Jeremiah: What do you see?
Me: Well, I see an Orange County Choppers shirt. This causes me to shiver just a bit, as I am not a car* person. 
Jeremiah: No big deal. He's not swayed in the least.
Me: I see a guy wearing a shirt that says "F*CK Scottsdale" This gets smirks and snorts from both of us.
Jeremiah: In front of their kids? Not so cool, I guess.
Me: Um, and they are all smoking and...
Jeremiah: And what?
Me: No, I can't. You won't like it.
Jeremiah: Tell me. I can take it. He braces himself.
Me: They are drinking Miller Lite.
Jeremiah: Oh my god.
Me: Out of cans.
Jeremiah: Silence. Forget it. It would never work between us.

And we drive away.

It occurs to me. In all the years that I have known Jeremiah, I have never seen him drink a beer from a can. Not once. And when I call him a beer snob he gets all upset. I am sorry, but you gotta call a spade a spade, you know?

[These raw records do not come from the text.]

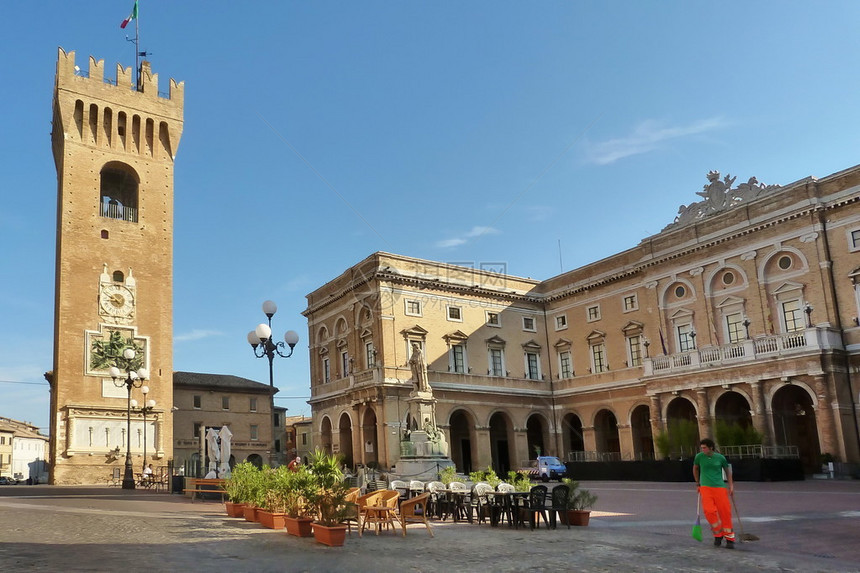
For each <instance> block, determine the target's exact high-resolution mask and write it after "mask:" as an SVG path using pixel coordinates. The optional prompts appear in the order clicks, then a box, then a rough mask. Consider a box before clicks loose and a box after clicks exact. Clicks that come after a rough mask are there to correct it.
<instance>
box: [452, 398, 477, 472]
mask: <svg viewBox="0 0 860 573" xmlns="http://www.w3.org/2000/svg"><path fill="white" fill-rule="evenodd" d="M449 427H450V432H451V460H452V461H453V462H454V465H455V466H457V471H458V472H460V473H462V474H469V473H470V472H472V471H474V470H475V469H476V468H475V467H474V466H475V464H476V458H475V456H474V453H473V451H472V443H473V442H472V434H473V432H474V431H475V420H474V418H472V415H471V414H470V413H469V412H467V411H465V410H455V411H454V412H453V413H452V414H451V420H450V422H449Z"/></svg>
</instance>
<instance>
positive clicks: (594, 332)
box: [585, 330, 606, 342]
mask: <svg viewBox="0 0 860 573" xmlns="http://www.w3.org/2000/svg"><path fill="white" fill-rule="evenodd" d="M604 338H606V333H605V332H603V331H602V330H592V331H591V332H590V333H589V334H588V336H586V337H585V339H586V340H587V341H589V342H600V341H601V340H603V339H604Z"/></svg>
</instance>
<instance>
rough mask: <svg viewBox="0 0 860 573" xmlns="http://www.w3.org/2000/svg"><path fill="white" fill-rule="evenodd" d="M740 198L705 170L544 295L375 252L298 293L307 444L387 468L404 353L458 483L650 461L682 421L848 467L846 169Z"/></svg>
mask: <svg viewBox="0 0 860 573" xmlns="http://www.w3.org/2000/svg"><path fill="white" fill-rule="evenodd" d="M734 182H735V178H731V177H729V176H726V177H723V178H720V174H719V173H716V172H712V173H709V174H708V183H707V185H705V187H704V190H703V191H702V192H699V193H698V195H700V196H701V197H702V200H701V201H697V202H693V203H691V204H690V205H687V206H682V208H681V209H679V213H678V215H677V217H676V218H675V221H674V222H673V223H671V224H670V225H668V226H667V227H666V228H665V229H664V230H663V231H662V232H660V233H659V234H657V235H654V236H652V237H648V238H646V239H644V240H642V241H641V242H640V243H639V244H638V245H637V246H635V247H634V248H632V249H629V250H627V251H624V252H621V253H618V254H616V255H613V256H611V257H608V258H606V259H604V260H601V261H597V262H595V263H592V264H589V265H587V266H585V267H582V268H579V269H576V270H573V271H570V272H567V273H564V274H562V275H559V276H556V277H553V278H551V279H548V280H545V281H535V280H530V279H523V278H519V277H514V276H510V275H507V274H503V273H500V272H496V269H495V268H494V265H493V264H485V265H478V266H480V267H482V268H466V267H462V266H455V265H449V264H445V263H441V262H435V261H426V260H419V259H413V258H409V257H403V256H398V255H392V254H388V253H375V254H373V255H371V256H369V257H368V258H367V259H365V260H363V261H361V262H360V263H358V264H356V265H355V266H353V267H351V268H350V269H348V270H347V271H346V272H344V273H343V274H341V275H340V276H339V277H337V278H335V279H334V280H332V281H330V282H329V283H327V284H325V285H324V286H322V287H320V288H319V289H317V290H315V291H313V292H312V293H310V294H309V295H308V296H307V300H308V307H307V309H306V311H305V313H304V314H305V316H306V317H307V319H308V334H309V340H310V360H311V396H312V397H311V400H310V403H311V405H312V408H313V441H314V442H315V443H317V444H318V445H320V446H321V447H324V448H327V449H329V450H330V451H335V452H340V453H343V454H344V455H345V457H346V459H347V462H348V463H349V464H350V465H353V464H355V463H364V464H367V463H370V462H377V463H379V464H380V465H381V466H383V467H390V466H392V465H394V464H396V462H397V460H398V459H399V455H400V449H399V442H400V438H401V436H402V435H403V432H404V430H405V429H406V427H407V425H408V424H410V421H409V420H408V419H407V415H408V409H407V407H406V405H407V402H406V399H407V397H408V395H409V393H410V392H411V391H412V387H413V385H412V382H411V381H410V379H411V371H410V368H409V365H408V360H409V356H410V347H411V344H412V343H413V342H416V343H418V344H419V346H420V347H421V349H422V350H423V352H424V356H425V357H426V361H427V365H428V373H429V382H430V386H431V388H432V390H433V395H434V397H435V399H436V406H435V407H436V419H437V423H438V425H439V426H440V428H441V429H442V430H443V431H444V432H445V435H446V438H447V441H448V444H450V455H451V458H452V459H453V460H454V462H455V464H456V465H457V468H458V469H459V470H460V471H466V472H468V471H470V470H474V469H477V468H482V467H486V466H487V465H493V466H494V467H496V468H497V469H501V470H505V469H507V468H512V467H516V466H517V465H519V464H521V463H523V461H524V460H527V459H530V458H534V457H535V455H536V454H537V453H538V452H540V453H549V454H555V455H559V456H562V457H563V458H565V459H641V458H649V457H653V456H655V455H658V454H659V452H657V451H655V439H656V438H657V437H661V438H665V437H670V436H671V437H672V438H677V436H672V434H673V432H674V433H676V434H677V433H680V431H681V430H680V429H678V428H680V427H681V424H682V423H683V422H685V421H686V424H687V425H688V427H690V426H691V427H692V428H693V432H694V433H696V434H698V436H699V437H705V436H715V435H716V434H717V433H718V432H719V431H720V426H721V425H722V426H723V427H735V428H755V429H756V430H758V431H759V432H760V433H761V434H763V435H764V444H765V446H766V450H765V452H764V453H765V454H766V455H767V453H768V452H770V453H775V454H776V455H783V454H784V453H785V452H789V453H790V452H792V451H795V452H797V453H798V454H799V456H800V457H801V459H802V460H803V462H804V465H805V467H806V468H807V470H808V471H810V472H811V471H814V470H816V468H817V467H818V463H819V456H820V455H821V454H824V453H829V454H832V455H833V456H835V457H836V458H837V459H839V460H842V461H853V462H857V461H860V454H858V438H860V434H858V407H857V400H858V394H857V392H858V390H860V380H858V375H857V372H858V368H860V327H858V315H860V284H858V280H857V279H858V276H860V256H859V255H860V166H858V167H854V168H851V169H847V170H845V171H843V172H840V173H836V174H834V175H830V176H828V177H825V178H823V179H815V178H812V177H809V178H806V179H803V180H801V181H797V182H794V183H791V184H789V185H785V186H782V187H780V186H776V185H767V186H766V185H762V184H760V183H758V182H757V181H756V180H755V178H751V179H750V180H749V181H748V182H746V183H741V184H739V185H737V186H735V185H734ZM693 439H697V438H696V436H693ZM667 453H674V452H667ZM688 453H689V452H688Z"/></svg>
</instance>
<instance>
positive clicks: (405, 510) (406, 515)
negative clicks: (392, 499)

So I don't think our new neighbors will become our besties, but who knows. Never give up.

P.S. Let's re-examine the bowls. Because they are that beautiful. When I use them I will fondly remember the short little woman with teased bottle blonde hair who could have easily been called a cougar, who hit on Jeremiah and wore short shorts. Sigh. Those were the good old days.

* Believe it or not, I actually know that OC Choppers is about bikes. As in, motorcycles. Not because I ever watched the show, but because I did watch Miami Ink religiously while it was on and they did tats for the guys in the shop. So why did I say cars? I think I might have been using cars as an interchangeable word for "thing that moves and goes vroom and gets you from Point A to Point B". That's my only defense.